Unfortunately for the pig the pole-axing appeared not to have killed it outright for a lot of its blood had pumped out of the wound and pooled beneath Effie’s chest. But something else amongst the shambles caught my eye. I picked up a stick and lifted the object clear of the mess. It was dripping with congealing blood but there was no mistaking what it was: The cap that Raoul had been wearing when Onethumb and I saw him in the tavern the previous night – or if not his cap then one identical to it. And attached to it – that is,
holding on to it – was that severed left hand. As I lifted the grotesque object the hand dropped off and a woman in the crowd fainted. But something about it wasn’t quite right. I couldn’t for the moment think what was wrong and it was while I was puzzling over this that I heard something else that made my own blood run as cold as the pig’s:

‘Bone-breaker!’

I froze. Those words and that voice uttering them. I knew instantly who the owner was and turned to see Geoffrey de Saye standing just a few feet behind me surrounded by his usual posse of brutish-looking thugs. I suppose it was inevitable our paths were bound to cross I just wished it hadn’t been so soon. Such was my shock at seeing him that I’d forgotten I still had Raoul’s cap suspended from my twig. With a flick of his glove de Saye signalled one of his men to prise the stick out of my hand and I wasn’t quick enough to stop him.

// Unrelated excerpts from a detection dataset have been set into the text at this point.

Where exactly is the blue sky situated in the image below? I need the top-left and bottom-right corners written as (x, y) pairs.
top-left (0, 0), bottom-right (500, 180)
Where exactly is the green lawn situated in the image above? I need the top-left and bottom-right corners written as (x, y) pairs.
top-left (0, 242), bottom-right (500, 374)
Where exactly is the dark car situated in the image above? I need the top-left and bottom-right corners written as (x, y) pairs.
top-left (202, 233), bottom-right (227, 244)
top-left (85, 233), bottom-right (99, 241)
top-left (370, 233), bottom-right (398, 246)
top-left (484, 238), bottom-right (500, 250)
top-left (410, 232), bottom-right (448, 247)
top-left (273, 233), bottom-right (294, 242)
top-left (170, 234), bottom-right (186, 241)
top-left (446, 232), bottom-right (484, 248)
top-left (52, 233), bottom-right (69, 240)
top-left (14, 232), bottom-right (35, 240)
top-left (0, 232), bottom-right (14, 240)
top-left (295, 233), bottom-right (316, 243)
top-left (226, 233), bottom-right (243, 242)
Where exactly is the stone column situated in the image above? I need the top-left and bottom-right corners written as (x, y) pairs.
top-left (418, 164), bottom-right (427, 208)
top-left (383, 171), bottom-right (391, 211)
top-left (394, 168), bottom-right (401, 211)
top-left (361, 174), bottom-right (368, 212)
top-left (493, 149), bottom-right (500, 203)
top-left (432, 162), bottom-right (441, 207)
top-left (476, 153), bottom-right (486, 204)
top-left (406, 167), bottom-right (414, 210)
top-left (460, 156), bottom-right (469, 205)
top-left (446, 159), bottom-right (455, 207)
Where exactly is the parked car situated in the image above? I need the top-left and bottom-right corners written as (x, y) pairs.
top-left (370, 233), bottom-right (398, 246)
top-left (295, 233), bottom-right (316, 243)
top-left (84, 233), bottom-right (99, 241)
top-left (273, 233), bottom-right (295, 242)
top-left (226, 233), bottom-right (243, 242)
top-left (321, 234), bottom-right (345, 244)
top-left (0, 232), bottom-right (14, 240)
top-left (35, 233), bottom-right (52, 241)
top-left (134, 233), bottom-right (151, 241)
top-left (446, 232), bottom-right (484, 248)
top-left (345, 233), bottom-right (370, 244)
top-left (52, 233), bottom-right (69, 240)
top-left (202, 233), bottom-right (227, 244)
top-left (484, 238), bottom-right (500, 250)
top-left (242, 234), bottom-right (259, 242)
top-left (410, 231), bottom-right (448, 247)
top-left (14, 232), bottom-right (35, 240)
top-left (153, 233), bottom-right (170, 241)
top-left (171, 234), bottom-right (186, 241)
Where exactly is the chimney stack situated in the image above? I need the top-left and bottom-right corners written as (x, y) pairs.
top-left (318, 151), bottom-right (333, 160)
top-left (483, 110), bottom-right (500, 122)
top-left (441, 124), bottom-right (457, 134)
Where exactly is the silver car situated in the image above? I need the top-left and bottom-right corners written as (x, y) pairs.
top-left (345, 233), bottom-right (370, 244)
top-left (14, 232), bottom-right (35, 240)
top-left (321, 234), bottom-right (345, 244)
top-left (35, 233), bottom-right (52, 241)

‘Aow!’ I cried as he nearly twisted my hand off too in the process and walked towards de Saye with his trophy carefully held out in front of him. I was so furious that despite my shock I turned on de Saye:

‘You’ve no right!’

‘I have every right,’ he growled and added with a snarl, ‘
bone-breaker
.’

But
then something curious happened. I’m not sure if it was the epithet itself or the way he uttered it so contemptuously but it must have tickled the fancy of someone in the crowd for they gave a nervous laugh. ‘Bone-breaker,’ I heard them whisper and then chortle. That made someone else giggle which in turn made me start to laugh. Put it down to nerves but I couldn’t help myself. Laughter is infectious. And others must have found it so too for more and more of them started to laugh until pretty soon practically everybody in the crowd was laughing. The one person who wasn’t laughing was Geoffrey de Saye who looked as though he was about to have a fit turning a mixture of purple and blue. He clearly didn’t see the joke and somehow that just made it even funnier. And suddenly I could see him for what he really was: No longer the ogre of yesteryear but simply an old man to whom years of soft living had given a paunch and jowls, and what little hair he had left on his head was grey and wispy made all the more obvious by the contrast with the puce of his cheeks. None of this I had noticed the previous night as I crouched before the prior’s study door with my eye to the keyhole.